Lo Stato arretra nel Sud, un pezzo alla volta si ritira, abbandona le periferie più remote dove non resta ormai più niente da difendere se non la dignità. I paesi sono decimati dalla denatalità, dalla fuga dei più giovani, dalla miseria. Non c’è più lavoro, non ci sono più servizi, non c’è futuro. Qui le correnti umane soffiano più che altrove e questa terra fatica a uscire da quella risacca di disagio che riverbera nei report. E la scelta di Palazzo Chigi, con l’ultima legge di Bilancio (la numero 197 del 19 dicembre del 2022), ha innescato un terremoto che non è solo sociale e nemmeno solo educativo. Un sisma che, dopo aver superato la prova del Parlamento (dove non siede solo una maggioranza di centrodestra ma c’è anche l’opposizione di centrosinistra), ha spianato la strada al dimensionamento scolastico, una manovra che si traduce in tagli alle autonomie meno numerose. Il problema è che il requisito demografico previsto dalla norma non viene raggiunto nel 70% dell’Italia a Sud di Napoli. E così, il disegno del governo si rivela poco inclusivo e destinato a riportare a galla i temi della questione meridionale. E, soprattutto, provoca tensioni e divisioni territoriali, promesse di battaglie nelle sedi giudiziarie e annunci di vendette elettorali contro i cercatori di voti abituati ad elargire promesse. La verità è che il Mezzogiorno si sta spegnendo lentamente. I segni della resa sono chiari tra povertà sociali e bisogni educativi. Ferite che da Roma hanno deciso di risolvere con sforbiciate ai servizi sanitari, ai trasporti, all’istruzione. Qui si accorpano le scuole cancellando le presidenze (che non vuol dire dare il benservito solo al preside ma tagliare posti del personale Ata all’interno della direzione scolastica intesa come ufficio), per risparmiare denari da destinare alle spese di guerra.

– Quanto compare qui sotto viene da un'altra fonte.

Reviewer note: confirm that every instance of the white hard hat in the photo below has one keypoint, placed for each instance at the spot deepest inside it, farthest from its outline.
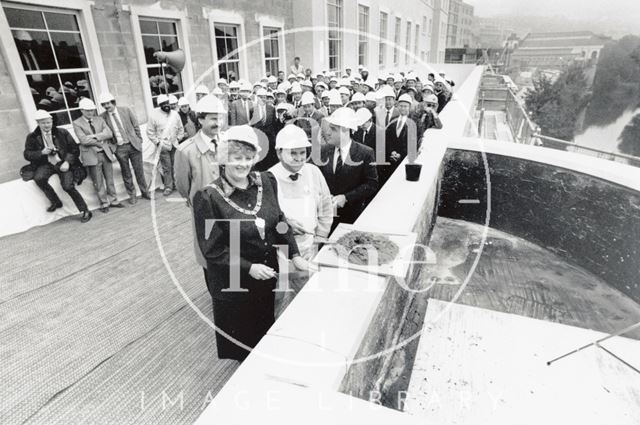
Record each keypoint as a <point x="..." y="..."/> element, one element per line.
<point x="162" y="98"/>
<point x="210" y="105"/>
<point x="284" y="106"/>
<point x="343" y="117"/>
<point x="334" y="98"/>
<point x="405" y="98"/>
<point x="363" y="115"/>
<point x="41" y="114"/>
<point x="308" y="98"/>
<point x="86" y="104"/>
<point x="344" y="90"/>
<point x="371" y="97"/>
<point x="292" y="137"/>
<point x="202" y="90"/>
<point x="285" y="86"/>
<point x="358" y="97"/>
<point x="105" y="97"/>
<point x="431" y="98"/>
<point x="386" y="91"/>
<point x="243" y="133"/>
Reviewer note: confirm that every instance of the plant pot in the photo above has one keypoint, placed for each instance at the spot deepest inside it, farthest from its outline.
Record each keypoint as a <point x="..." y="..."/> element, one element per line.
<point x="413" y="172"/>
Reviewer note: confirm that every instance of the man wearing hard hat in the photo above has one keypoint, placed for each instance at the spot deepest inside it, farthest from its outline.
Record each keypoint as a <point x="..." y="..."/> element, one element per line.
<point x="97" y="153"/>
<point x="304" y="197"/>
<point x="51" y="150"/>
<point x="188" y="118"/>
<point x="126" y="132"/>
<point x="165" y="130"/>
<point x="348" y="167"/>
<point x="196" y="162"/>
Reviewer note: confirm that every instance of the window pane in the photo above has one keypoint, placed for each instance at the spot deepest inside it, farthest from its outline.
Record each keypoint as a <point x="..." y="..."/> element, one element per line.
<point x="20" y="18"/>
<point x="221" y="47"/>
<point x="61" y="21"/>
<point x="46" y="92"/>
<point x="168" y="28"/>
<point x="148" y="27"/>
<point x="151" y="45"/>
<point x="76" y="86"/>
<point x="169" y="43"/>
<point x="69" y="50"/>
<point x="34" y="49"/>
<point x="174" y="81"/>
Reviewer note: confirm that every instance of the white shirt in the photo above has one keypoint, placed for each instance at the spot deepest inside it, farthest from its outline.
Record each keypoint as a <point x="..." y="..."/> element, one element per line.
<point x="306" y="200"/>
<point x="344" y="152"/>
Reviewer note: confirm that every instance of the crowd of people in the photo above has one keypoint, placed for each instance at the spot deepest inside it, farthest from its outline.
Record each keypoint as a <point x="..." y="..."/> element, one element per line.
<point x="273" y="166"/>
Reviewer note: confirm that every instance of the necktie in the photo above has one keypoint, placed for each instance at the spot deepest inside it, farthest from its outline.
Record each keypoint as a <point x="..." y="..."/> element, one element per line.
<point x="118" y="124"/>
<point x="338" y="161"/>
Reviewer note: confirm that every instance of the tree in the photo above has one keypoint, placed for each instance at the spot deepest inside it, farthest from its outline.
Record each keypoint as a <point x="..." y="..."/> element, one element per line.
<point x="555" y="106"/>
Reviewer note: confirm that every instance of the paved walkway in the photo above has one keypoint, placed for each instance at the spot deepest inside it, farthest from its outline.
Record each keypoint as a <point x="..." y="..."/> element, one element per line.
<point x="94" y="331"/>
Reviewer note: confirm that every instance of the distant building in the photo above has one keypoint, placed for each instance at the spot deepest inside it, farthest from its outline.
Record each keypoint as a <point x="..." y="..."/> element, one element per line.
<point x="556" y="50"/>
<point x="460" y="27"/>
<point x="54" y="52"/>
<point x="490" y="32"/>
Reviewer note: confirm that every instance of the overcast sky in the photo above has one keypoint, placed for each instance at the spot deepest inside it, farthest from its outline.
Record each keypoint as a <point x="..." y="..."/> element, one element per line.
<point x="615" y="10"/>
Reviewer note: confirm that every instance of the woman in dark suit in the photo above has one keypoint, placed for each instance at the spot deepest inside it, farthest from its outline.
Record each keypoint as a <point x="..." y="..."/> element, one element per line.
<point x="242" y="274"/>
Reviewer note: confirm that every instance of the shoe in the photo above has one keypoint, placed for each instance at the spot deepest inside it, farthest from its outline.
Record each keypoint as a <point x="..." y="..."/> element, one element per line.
<point x="86" y="216"/>
<point x="54" y="207"/>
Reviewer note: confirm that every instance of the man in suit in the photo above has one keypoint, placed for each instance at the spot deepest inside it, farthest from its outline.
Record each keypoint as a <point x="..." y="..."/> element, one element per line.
<point x="97" y="153"/>
<point x="53" y="151"/>
<point x="366" y="133"/>
<point x="241" y="109"/>
<point x="309" y="118"/>
<point x="348" y="167"/>
<point x="264" y="119"/>
<point x="126" y="132"/>
<point x="401" y="138"/>
<point x="165" y="130"/>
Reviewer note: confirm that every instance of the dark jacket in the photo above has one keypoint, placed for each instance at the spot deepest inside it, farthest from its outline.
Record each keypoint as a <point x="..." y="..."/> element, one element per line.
<point x="68" y="149"/>
<point x="358" y="183"/>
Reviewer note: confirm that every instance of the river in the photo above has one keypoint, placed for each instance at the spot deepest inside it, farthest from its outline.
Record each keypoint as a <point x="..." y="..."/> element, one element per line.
<point x="606" y="138"/>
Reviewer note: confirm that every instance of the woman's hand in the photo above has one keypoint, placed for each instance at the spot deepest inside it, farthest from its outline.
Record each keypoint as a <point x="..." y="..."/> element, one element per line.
<point x="262" y="272"/>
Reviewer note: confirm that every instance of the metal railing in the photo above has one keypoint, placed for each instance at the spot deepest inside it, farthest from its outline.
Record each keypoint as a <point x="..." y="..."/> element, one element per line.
<point x="522" y="128"/>
<point x="552" y="142"/>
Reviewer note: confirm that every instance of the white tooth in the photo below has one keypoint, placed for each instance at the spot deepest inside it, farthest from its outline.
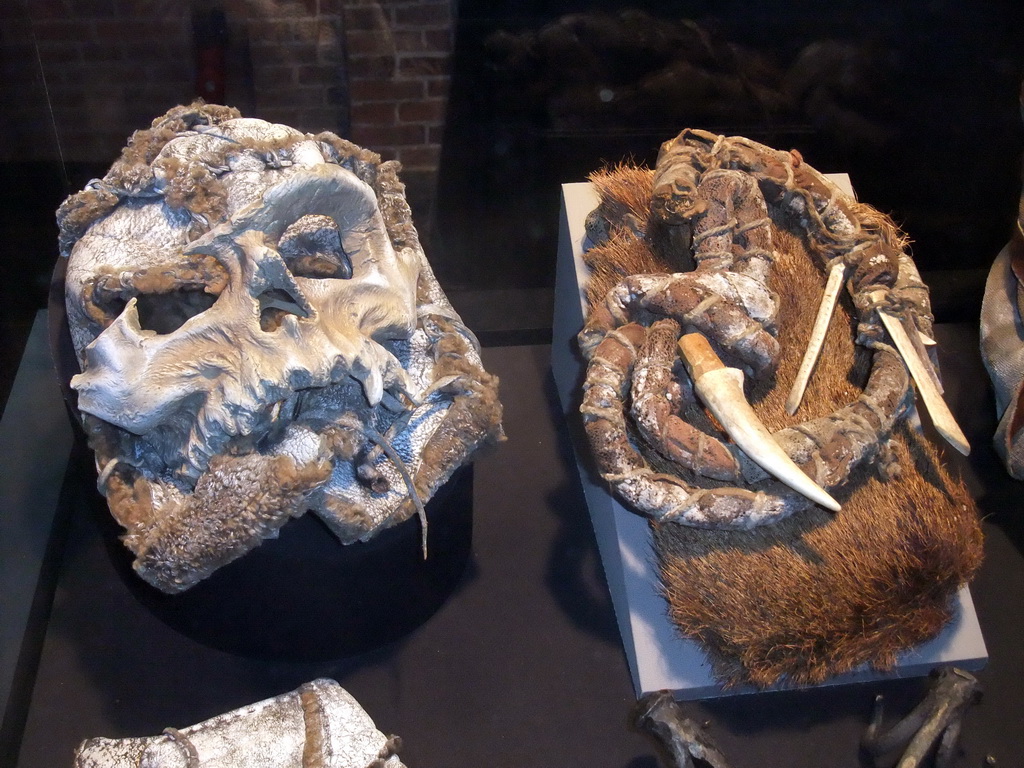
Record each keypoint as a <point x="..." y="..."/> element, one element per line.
<point x="373" y="386"/>
<point x="818" y="332"/>
<point x="721" y="389"/>
<point x="942" y="418"/>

Tensioni in aula La resa dei conti è arrivata ieri mattina, nell’Assemblea dei sindaci, alla Provincia, con presidi e sindacati e rappresentanti dei Municipi. Il presidente dell’ente, Rosaria Succurro, ha spiegato la manovra obbligatoria imposta dalla legge: «Il dimensionamento scolastico è nato nel 2022, da un decreto del Governo ratificato dalla Regione e inviato alle Province per l’attuazione. Il lavoro che è stato fatto dalla nostra Provincia è molto certosino e per questo ringrazio gli Uffici, il dirigente del settore, Giovanni De Rose, e tutti coloro che a diverso titolo hanno lavorato per la sua implementazione. Abbiamo dovuto tagliare 29 autonomie (21 erano già a reggenza, ndr) ma è necessario spiegare che nessuna scuola chiuderà e non cambierà l’offerta formativa per i nostri studenti. Per l’accorpamento la scuola più numerosa ingloberà quella con il minor numero di alunni».
I sindacati
La risposta dei sindacati alla Succurro è arrivata a stretto giro di posta. Ed è una replica poco conciliante, sottoscritta da Flc Cgil, Cisl Scuola, Uil Scuola, Snals e Gilda: «La Provincia approvato il piano di dimensionamento scolastico, del quale tutti gli attori principali, studenti, lavoratori, famiglie e dirigenti scolastici sono stati tenuti all’oscuro. Arrogandosi l’illegittimità di una eventuale approvazione senza il parere obbligatorio, anche se non vincolante, delle delibere delle scuole. Riteniamo che questo piano di dimensionamento vada fermato, e bene hanno fatto altre provincie in Calabria ed altre regioni, poiché si tratta di un’operazione sbagliata e in contrasto con le stesse priorità evidenziate dal Pnrr circa il miglioramento della qualità dei processi formativi, di lotta alla dispersione e di sostegno alle aree in cui si registra maggiore sofferenza. Non condividiamo la linea politica espressa dal nostro governo regionale, che nessuna obiezione ha opposto a questa legge di stampo fortemente centralista, che relega le regioni al ruolo di mere esecutrici di tagli puramente algebrici».